L’identità di Gauḍapāda

La tradizione considera Gauḍapāda quale paramaguru (precettore del precettore) di Śaṅkara; un verso che contiene la lista dei primi maestri dell’Advaita ce ne da il nome nel seguente ordine: Nārāyaṇa, Brahma nato dal loto, Vasiṣṭha, Śakti, suo figlio Parāśara, Vyāsa, Śuka, il grande Gauḍapāda, Govinda – Yogīndra, il suo discepolo Śaṇkarācārya, e poi i suoi quattro allievi Padmapāda, Hastāmalaka, Toṭaka e il Vārṭīkākāra (cioè Sureśvara). Da questa lista apprendiamo che Gauḍapāda era il precettore di Govinda che era il guru di Śaṅkara.
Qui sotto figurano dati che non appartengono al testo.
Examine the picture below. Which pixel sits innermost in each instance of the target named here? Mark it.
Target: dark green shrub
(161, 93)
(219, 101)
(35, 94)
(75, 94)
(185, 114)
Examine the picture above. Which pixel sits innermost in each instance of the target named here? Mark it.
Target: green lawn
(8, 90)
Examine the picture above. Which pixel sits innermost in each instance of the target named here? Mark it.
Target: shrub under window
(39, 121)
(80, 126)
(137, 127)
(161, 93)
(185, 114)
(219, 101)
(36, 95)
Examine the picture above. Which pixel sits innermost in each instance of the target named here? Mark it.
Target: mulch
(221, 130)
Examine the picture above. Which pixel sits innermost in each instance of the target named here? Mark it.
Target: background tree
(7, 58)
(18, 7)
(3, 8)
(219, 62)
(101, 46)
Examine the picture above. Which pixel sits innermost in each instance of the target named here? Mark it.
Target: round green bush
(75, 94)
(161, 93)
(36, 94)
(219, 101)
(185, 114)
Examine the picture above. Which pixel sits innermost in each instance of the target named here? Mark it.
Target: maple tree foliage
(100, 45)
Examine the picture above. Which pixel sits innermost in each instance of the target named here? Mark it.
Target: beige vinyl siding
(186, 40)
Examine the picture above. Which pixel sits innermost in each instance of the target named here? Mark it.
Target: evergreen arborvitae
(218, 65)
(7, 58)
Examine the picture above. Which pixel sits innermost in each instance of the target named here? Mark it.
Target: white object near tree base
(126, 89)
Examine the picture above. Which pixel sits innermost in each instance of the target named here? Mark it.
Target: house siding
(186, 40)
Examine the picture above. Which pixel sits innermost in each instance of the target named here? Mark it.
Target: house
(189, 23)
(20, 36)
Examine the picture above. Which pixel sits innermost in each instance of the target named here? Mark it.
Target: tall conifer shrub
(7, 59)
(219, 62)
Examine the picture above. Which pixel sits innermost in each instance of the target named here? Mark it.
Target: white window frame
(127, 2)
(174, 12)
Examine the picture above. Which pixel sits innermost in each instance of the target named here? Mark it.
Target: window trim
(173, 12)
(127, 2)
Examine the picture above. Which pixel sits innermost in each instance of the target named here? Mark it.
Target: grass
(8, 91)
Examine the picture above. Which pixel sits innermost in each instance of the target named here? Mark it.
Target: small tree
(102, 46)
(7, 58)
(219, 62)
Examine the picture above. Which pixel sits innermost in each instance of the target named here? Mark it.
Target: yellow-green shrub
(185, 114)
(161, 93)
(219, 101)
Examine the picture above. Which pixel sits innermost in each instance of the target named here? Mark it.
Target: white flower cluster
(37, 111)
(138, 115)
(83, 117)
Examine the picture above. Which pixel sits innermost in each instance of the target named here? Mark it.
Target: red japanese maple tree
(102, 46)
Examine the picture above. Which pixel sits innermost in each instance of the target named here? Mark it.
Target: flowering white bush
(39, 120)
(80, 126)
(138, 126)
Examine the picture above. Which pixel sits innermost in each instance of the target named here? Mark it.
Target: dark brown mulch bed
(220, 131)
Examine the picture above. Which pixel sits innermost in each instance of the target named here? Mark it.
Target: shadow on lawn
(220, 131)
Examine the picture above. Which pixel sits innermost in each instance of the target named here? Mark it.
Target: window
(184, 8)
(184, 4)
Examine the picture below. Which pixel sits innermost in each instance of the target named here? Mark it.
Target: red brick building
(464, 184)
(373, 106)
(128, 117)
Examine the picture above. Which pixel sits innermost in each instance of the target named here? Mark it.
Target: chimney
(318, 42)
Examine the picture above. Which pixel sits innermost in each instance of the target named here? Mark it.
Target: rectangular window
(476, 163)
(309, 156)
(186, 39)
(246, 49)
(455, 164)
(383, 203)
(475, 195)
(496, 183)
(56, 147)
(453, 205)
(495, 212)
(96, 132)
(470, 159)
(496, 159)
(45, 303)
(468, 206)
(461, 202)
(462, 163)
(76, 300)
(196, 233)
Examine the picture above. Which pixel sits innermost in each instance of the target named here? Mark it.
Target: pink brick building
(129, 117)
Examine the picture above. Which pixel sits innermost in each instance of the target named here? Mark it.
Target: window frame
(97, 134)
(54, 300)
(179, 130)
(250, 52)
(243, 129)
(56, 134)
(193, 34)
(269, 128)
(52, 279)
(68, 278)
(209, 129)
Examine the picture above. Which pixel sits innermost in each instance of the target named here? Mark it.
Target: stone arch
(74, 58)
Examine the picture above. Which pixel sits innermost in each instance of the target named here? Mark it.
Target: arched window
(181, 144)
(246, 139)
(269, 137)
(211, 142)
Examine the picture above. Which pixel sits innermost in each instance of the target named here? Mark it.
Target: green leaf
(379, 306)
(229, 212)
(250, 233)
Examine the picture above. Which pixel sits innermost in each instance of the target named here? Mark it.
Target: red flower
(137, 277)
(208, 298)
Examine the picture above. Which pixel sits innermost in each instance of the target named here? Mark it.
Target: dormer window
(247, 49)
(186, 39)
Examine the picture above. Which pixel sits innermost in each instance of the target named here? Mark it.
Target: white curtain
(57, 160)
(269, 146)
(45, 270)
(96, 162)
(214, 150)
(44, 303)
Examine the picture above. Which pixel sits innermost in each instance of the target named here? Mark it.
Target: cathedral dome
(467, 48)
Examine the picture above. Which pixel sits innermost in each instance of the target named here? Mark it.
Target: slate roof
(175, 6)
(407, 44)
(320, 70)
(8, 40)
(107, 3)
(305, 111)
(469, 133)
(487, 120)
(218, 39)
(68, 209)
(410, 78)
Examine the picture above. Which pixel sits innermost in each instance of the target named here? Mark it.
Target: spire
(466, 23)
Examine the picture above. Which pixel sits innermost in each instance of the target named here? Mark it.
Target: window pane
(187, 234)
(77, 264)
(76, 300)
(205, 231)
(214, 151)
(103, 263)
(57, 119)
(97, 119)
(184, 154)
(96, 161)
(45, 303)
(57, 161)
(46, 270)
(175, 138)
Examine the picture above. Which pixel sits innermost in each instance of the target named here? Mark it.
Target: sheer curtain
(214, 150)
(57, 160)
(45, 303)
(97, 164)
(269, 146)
Il primo maestro è Nārāyaṇa lo stesso Signore; la linea di successione che va di padre in figlio fino a Śuka, è formata più o meno da persone mitiche. Il primo maestro della cui storicità possiamo essere sicuri è Gauḍapāda: dopo di lui vi è la regola dei saṃnyāsin che si succedono al pontificato Advaita. Con lui inizia secondo la tradizione, ciò che possiamo definire il mānavasaṃpradāya dell’attuale era di Kali; è stato il primo precettore umano a ricevere la saggezza dell’Uno e ad impartirla ai suoi allievi. Ānandagiri, nel suo commento (ṭīkā) alla Māṇḍūkyakārikā-bhasya, dice che il maestro Gauḍapāda in quei remoti giorni passava il suo tempo a Badarikāśrama, la santa residenza di Nara-Nārāyaṇa, in meditazione profonda sul Signore, e che il Signore, Nārāyaṇa, altamente contento, gli rivelava la saggezza upaniṣadica. Bālakṛṣṇānanda Sarasvatī (XVII sec. d.C.) scrive nella sua Śārīrakamīmāṃsābhāṣyavārtika che nel paese di Kurukṣetra c’era un fiume chiamato Hirarāvatī sulle cui rive abitavano dei Gauḍa, e che il più importante, Gauḍapāda era assorto in meditazione profonda ad iniziare dall’età Dvāpara; e poiché non si conosce il suo nome di battesimo si fa riferimento a lui con il cognome dei Gauḍa.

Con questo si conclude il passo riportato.